Witajcie słoneczka
>!<
Lublin Jest piękny !! Jestem nim oczarowana ! Byłam tam ostatnim
razem, jeszcze będąc w podstawówce i nie za wiele pamiętam z tamtego wyjazdu.
Odświeżyłam swoją pamięć spędzając tam dwa dni ( ten piątek i sobotę ) w ramach
wycieczki z koła podróżniczego z mojej uczelni. Ten pobyt minął mi bardzo
szybko ;)
Lubię nowoczesne
miasta, z wysokimi ładnymi budynkami , jednak Lublin pomimo, że jest
stary, jest piękny.

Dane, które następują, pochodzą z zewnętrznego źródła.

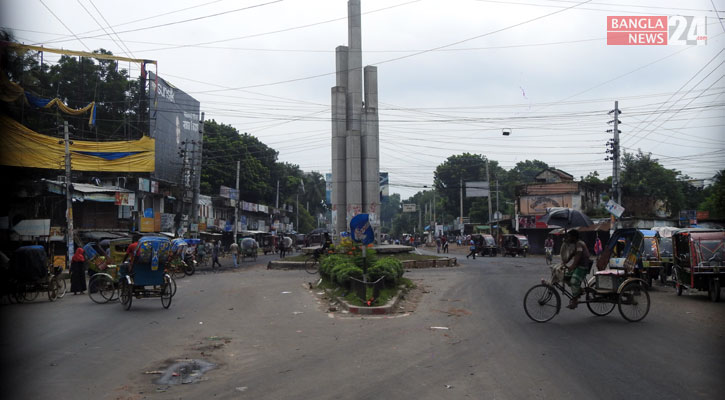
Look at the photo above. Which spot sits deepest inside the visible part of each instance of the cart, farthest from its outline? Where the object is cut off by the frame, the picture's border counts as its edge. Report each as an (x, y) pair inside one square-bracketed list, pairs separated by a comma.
[(698, 260), (30, 274), (147, 278), (614, 285)]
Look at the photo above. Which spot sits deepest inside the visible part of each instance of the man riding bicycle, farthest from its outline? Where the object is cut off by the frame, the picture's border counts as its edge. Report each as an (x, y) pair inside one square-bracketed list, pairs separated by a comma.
[(579, 266)]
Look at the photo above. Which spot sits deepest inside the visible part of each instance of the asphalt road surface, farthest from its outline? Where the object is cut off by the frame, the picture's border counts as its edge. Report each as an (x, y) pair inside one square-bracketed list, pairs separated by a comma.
[(270, 338)]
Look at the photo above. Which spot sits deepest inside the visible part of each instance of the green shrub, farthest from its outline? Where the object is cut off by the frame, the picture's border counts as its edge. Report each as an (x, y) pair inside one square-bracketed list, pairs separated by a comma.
[(389, 268), (327, 263), (371, 256), (346, 272)]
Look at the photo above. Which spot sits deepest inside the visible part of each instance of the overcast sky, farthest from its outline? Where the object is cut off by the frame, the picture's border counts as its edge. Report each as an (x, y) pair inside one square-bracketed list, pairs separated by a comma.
[(452, 74)]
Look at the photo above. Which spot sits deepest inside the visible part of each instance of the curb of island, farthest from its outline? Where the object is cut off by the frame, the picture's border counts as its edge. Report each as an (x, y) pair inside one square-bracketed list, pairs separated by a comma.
[(407, 264)]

Brukowe uliczki, kawiarnie na każdym rogu, zapraszające
przechodniów aromatycznym zapachem kawy, wszędzie
starodawne lampiony, możemy zobaczyć też przepiękne rzeźbione framugi okien bloków, ale najbardziej urzekły mnie plandeki
przedstawiające czarno białe fotografie mieszkańców miasta, porozwieszane w centrum na odrapanych
budynkach w miejscu okien. Tworzy to naprawdę niesamowity klimat.

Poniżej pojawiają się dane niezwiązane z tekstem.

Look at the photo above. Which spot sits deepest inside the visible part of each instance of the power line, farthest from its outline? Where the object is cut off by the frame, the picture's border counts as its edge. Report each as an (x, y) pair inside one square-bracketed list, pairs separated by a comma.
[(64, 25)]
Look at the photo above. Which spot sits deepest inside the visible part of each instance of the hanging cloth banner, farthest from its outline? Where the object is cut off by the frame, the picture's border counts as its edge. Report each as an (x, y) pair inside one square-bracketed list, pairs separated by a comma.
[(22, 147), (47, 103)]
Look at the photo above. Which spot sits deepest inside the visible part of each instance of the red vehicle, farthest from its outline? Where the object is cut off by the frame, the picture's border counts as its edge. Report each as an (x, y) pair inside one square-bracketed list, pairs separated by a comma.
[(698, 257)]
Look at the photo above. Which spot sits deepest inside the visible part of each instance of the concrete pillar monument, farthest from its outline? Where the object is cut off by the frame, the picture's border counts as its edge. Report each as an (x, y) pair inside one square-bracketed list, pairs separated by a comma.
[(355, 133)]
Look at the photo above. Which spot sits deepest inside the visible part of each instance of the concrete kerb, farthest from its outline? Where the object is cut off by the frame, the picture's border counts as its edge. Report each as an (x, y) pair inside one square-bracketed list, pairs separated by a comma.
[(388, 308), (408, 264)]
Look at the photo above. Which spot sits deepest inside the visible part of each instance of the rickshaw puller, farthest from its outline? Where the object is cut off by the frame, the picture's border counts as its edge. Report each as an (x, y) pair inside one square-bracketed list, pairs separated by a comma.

Spaliśmy w hotelu ,, dom na podwalu’’, który mieści się w
centrum miasta. Było to naprawdę dużym ułatwieniem, Lokalizacja hotelu to z
pewnością jeden z jego atutów. Z dworca
autobusowego było jakieś 15 min drogi, około 10 min szliśmy do muzeum Lubelskiego. Wnętrze pokoju, bardzo gustownie urządzone : ) na
środku mieściło się duże łóżko ( ja w nim spałam :D ) a naprzeciwko niego dwa małe. Cały wystrój w kolorach brązowym i białym. Łazienka, również zachowana
w takich samych odcieniach , nasza była dość mała. Do dyspozycji mieliśmy suszarki w
łazienkach, darmową sieć Wi-fi, ręczniki, klimatyzację, dodatkowo przygotowana
była dla każdego woda w butelkach. Przy wejściu stała szafa , za to
wewnątrz pokoju było łóżko, 3 nakastliki, lampki, biurko i kilku krzeseł w ofercie dostępne są też pokoje z
telewizorami, i czajnikami elektrycznymi. Cena za
zwykły pokój dwuosobowy to 160 zł za dobę. Można zamówić w hotelu śniadanie w cenie 19
zł, obiad 25-30 zł i kolacje 20 zł.W hotelu zjedliśmy śniadanie podane w postaci
szwedzkiego bufetu, wybór był duży, ceny śniadań w hotelu, są moim zdaniem
niskie.
W muzeum Lubelskim zwiedziliśmy kaplice i wystawę czasową -malarze Normani. Można było robić zdjęcia bez lampy więc pokaże Wam obiekty muzealne, które najbardziej przykuły
moją uwagę :) Po obejrzeniu wystaw mieliśmy kilka godzin dla siebie.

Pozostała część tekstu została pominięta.